Enhance Document Processing with IBM Granite Vision 3.2 Cognitive Actions

In the realm of intelligent document processing, the IBM Granite Vision 3.2 offers a powerful set of Cognitive Actions designed to extract and interpret content from visual documents. These actions simplify the integration of advanced document understanding capabilities into applications, allowing developers to leverage state-of-the-art models without deep expertise in machine learning.
Prerequisites
Before diving into the integration of Cognitive Actions, ensure you have the following:
- An API key for accessing the Cognitive Actions platform.
- Basic knowledge of making HTTP requests and handling JSON data.
Authentication typically involves including your API key in the request headers, allowing secure access to the service.
Cognitive Actions Overview
Analyze Visual Documents
The Analyze Visual Documents action utilizes the Granite-Vision-3.2-2B model to extract and understand content from visual documents, such as tables, charts, and diagrams. This action falls under the document-processing category.
Input
The input to this action requires a structured JSON object as defined in the following schema:
{
"image": "https://upload.wikimedia.org/wikipedia/commons/e/e1/FullMoon2010.jpg",
"prompt": "Describe this image",
"maxTokens": 512,
"temperature": 0.6,
"systemPrompt": "A chat between a curious user and an artificial intelligence assistant. The assistant gives helpful, detailed, and polite answers to the user's questions.",
"topProbability": 0.9
}
- image (string): A URI pointing to the image input.

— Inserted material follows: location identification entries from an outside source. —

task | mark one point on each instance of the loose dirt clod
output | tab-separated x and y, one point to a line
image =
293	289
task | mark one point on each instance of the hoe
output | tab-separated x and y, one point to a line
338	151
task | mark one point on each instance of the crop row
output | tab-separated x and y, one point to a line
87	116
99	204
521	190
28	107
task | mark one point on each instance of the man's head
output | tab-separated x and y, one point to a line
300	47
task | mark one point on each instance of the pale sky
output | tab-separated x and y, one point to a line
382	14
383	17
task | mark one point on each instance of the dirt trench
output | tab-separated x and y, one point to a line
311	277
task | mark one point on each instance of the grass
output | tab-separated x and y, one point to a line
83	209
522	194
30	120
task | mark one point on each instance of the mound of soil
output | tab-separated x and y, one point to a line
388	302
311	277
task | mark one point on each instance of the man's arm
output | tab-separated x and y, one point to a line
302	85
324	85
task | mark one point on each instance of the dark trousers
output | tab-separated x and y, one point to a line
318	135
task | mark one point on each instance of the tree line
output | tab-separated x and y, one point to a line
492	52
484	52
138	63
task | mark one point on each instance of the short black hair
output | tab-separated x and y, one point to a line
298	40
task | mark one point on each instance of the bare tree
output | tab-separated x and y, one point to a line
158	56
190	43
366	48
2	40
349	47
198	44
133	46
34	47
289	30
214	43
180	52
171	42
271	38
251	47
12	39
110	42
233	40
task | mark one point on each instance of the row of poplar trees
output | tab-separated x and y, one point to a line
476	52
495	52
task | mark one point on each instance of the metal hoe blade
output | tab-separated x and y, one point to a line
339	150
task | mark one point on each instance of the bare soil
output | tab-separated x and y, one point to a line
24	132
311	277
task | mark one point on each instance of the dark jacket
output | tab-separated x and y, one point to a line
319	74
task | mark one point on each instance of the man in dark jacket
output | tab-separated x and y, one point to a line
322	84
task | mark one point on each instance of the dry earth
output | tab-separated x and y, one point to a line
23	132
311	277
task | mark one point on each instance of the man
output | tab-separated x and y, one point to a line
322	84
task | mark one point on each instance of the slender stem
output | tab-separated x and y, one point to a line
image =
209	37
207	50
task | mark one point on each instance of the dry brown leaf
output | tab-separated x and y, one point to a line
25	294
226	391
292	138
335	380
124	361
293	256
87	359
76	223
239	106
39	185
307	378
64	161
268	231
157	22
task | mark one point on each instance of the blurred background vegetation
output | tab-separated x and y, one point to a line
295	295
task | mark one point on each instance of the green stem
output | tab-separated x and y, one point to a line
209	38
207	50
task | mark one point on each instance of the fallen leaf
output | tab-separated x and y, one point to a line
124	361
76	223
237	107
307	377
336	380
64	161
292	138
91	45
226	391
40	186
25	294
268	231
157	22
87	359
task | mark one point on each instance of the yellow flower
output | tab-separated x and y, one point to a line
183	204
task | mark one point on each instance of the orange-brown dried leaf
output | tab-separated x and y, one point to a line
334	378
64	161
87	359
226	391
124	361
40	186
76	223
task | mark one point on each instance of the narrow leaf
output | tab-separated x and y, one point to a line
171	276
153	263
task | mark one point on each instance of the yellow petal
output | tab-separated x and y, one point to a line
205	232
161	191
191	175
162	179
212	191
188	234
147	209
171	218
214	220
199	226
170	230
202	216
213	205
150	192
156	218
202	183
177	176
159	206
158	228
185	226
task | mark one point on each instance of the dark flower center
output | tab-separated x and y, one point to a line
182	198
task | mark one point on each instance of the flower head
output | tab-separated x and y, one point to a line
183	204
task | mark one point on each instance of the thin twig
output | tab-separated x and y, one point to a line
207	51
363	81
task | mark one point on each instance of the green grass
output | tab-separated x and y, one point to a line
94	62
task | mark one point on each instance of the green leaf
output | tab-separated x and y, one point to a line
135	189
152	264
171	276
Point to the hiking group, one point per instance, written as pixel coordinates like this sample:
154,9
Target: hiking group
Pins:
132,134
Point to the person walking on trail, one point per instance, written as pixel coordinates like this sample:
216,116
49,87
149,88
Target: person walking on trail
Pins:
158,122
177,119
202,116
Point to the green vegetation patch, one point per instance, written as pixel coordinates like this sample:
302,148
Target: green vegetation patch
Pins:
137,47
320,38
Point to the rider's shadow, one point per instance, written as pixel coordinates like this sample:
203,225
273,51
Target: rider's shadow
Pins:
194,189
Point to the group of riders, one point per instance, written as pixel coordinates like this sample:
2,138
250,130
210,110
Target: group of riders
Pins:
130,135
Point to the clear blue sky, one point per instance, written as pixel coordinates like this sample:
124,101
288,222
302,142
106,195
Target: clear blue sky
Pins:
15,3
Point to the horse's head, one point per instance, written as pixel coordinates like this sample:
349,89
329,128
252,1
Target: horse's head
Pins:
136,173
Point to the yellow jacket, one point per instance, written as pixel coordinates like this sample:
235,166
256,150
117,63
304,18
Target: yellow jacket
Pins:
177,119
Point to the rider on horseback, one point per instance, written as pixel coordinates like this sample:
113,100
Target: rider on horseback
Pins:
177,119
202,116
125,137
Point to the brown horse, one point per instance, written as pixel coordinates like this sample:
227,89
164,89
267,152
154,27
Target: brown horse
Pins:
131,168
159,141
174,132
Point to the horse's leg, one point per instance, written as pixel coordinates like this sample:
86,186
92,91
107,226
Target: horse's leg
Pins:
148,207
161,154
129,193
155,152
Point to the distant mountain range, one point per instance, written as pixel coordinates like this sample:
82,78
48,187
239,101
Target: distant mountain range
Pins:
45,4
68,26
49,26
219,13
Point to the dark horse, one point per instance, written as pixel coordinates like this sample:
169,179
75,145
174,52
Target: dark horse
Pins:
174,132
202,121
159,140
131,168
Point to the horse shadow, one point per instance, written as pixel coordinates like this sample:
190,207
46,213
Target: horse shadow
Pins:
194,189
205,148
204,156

- prompt (string): The text input to describe or augment the image.
- maxTokens (integer): The maximum number of tokens the model should generate as output.

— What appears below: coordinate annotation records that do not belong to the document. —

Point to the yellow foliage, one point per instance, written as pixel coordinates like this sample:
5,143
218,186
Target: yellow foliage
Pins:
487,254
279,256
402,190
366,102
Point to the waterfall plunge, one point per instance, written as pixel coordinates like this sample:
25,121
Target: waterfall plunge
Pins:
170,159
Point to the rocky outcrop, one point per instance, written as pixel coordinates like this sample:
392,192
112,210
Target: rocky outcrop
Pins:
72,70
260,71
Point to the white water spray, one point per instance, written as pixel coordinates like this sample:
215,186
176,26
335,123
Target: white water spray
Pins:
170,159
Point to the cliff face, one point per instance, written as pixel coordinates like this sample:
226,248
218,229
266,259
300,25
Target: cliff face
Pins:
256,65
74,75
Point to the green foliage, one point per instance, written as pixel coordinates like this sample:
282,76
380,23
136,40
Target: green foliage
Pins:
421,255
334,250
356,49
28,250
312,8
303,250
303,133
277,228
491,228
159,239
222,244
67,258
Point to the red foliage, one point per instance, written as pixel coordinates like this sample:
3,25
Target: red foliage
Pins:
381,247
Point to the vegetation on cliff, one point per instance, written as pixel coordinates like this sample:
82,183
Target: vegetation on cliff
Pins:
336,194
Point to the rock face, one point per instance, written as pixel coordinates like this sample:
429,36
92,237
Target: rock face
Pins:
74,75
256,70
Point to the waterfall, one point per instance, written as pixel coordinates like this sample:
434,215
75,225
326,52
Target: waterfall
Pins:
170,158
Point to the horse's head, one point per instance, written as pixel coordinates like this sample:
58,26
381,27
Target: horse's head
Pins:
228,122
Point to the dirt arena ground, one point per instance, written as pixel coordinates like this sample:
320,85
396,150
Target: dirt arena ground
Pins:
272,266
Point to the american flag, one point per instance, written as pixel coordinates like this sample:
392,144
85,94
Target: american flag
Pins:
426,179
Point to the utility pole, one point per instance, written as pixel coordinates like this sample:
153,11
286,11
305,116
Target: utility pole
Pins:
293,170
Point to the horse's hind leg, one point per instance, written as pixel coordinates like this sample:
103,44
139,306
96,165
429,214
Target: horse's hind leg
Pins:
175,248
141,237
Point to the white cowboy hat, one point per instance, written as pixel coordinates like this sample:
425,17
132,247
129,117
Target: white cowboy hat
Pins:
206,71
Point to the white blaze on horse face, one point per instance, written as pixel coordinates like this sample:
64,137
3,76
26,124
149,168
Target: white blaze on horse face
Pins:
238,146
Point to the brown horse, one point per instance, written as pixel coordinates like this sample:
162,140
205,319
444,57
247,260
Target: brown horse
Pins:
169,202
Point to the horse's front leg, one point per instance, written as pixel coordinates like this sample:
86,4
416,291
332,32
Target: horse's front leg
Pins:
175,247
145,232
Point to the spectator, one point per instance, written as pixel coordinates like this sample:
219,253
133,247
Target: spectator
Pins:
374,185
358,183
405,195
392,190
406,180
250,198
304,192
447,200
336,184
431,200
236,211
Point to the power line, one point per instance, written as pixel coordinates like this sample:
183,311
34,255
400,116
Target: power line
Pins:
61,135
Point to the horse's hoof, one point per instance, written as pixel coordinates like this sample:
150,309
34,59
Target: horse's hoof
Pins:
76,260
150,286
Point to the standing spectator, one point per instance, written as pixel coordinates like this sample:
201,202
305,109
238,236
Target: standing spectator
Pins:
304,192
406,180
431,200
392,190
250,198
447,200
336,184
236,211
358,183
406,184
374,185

- temperature (number): Controls the randomness of the model's output (default is 0.6).
- systemPrompt (string): Sets context for the model's responses.
- topProbability (number): Determines the likelihood threshold for token generation (default is 0.9).
Example Input
{
"image": "https://upload.wikimedia.org/wikipedia/commons/e/e1/FullMoon2010.jpg",
"prompt": "Describe this image",
"maxTokens": 512,
"temperature": 0.6,
"systemPrompt": "A chat between a curious user and an artificial intelligence assistant. The assistant gives helpful, detailed, and polite answers to the user's questions.",
"topProbability": 0.9
}
Output
The output from this action typically returns an array of strings, which represent the generated text describing the visual content. For example:
[
"",
"The",
" image",
" de",
"pict",
"s",
" the",
" Mo",
"on",
",",
" captured",
...
]
This output provides a detailed description of the visual content present in the provided image.

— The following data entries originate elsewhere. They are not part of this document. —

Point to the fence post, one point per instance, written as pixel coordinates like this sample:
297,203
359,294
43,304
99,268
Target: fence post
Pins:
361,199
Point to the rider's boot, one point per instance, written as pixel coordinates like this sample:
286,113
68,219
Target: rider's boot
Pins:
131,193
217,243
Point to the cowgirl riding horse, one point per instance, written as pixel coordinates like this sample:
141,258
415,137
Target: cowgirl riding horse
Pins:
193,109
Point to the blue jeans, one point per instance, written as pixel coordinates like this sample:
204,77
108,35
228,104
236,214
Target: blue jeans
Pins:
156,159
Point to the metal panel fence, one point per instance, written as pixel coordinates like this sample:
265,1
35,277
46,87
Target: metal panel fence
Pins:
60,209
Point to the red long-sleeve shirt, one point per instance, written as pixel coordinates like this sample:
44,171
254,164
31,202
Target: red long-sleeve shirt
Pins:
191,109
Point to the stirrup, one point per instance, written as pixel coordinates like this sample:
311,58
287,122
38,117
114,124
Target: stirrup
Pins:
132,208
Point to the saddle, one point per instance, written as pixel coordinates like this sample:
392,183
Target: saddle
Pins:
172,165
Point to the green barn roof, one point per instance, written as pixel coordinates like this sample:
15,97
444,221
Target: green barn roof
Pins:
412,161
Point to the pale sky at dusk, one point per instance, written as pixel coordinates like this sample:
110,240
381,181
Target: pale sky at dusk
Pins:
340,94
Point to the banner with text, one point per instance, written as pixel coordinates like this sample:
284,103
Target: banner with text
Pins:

Conceptual Usage Example (Python)
Here is a conceptual Python code snippet demonstrating how a developer might call this action:
import requests
import json
# Replace with your Cognitive Actions API key and endpoint
COGNITIVE_ACTIONS_API_KEY = "YOUR_COGNITIVE_ACTIONS_API_KEY"
COGNITIVE_ACTIONS_EXECUTE_URL = "https://api.cognitiveactions.com/actions/execute" # Hypothetical endpoint
action_id = "ed2f0374-4c72-4cb7-8405-84b9e545e0bd" # Action ID for Analyze Visual Documents
# Construct the input payload based on the action's requirements
payload = {
"image": "https://upload.wikimedia.org/wikipedia/commons/e/e1/FullMoon2010.jpg",
"prompt": "Describe this image",
"maxTokens": 512,
"temperature": 0.6,
"systemPrompt": "A chat between a curious user and an artificial intelligence assistant. The assistant gives helpful, detailed, and polite answers to the user's questions.",
"topProbability": 0.9
}
headers = {
"Authorization": f"Bearer {COGNITIVE_ACTIONS_API_KEY}",
"Content-Type": "application/json"
}
try:
response = requests.post(
COGNITIVE_ACTIONS_EXECUTE_URL,
headers=headers,
json={"action_id": action_id, "inputs": payload} # Hypothetical structure
)
response.raise_for_status() # Raise an exception for bad status codes (4xx or 5xx)
result = response.json()
print("Action executed successfully:")
print(json.dumps(result, indent=2))
except requests.exceptions.RequestException as e:
print(f"Error executing action {action_id}: {e}")
if e.response is not None:
print(f"Response status: {e.response.status_code}")
try:
print(f"Response body: {e.response.json()}")
except json.JSONDecodeError:
print(f"Response body: {e.response.text}")
In this code snippet, replace YOUR_COGNITIVE_ACTIONS_API_KEY with your actual API key. The payload is structured according to the input schema, and the action ID is specified for the Analyze Visual Documents action.
Conclusion
The Cognitive Actions provided by IBM's Granite Vision 3.2 empower developers to seamlessly integrate advanced document processing capabilities into their applications. By utilizing the Analyze Visual Documents action, you can extract meaningful insights from visual content, thereby enhancing user experiences and automating workflows. Consider exploring other potential use cases and applications of this powerful tool in your projects!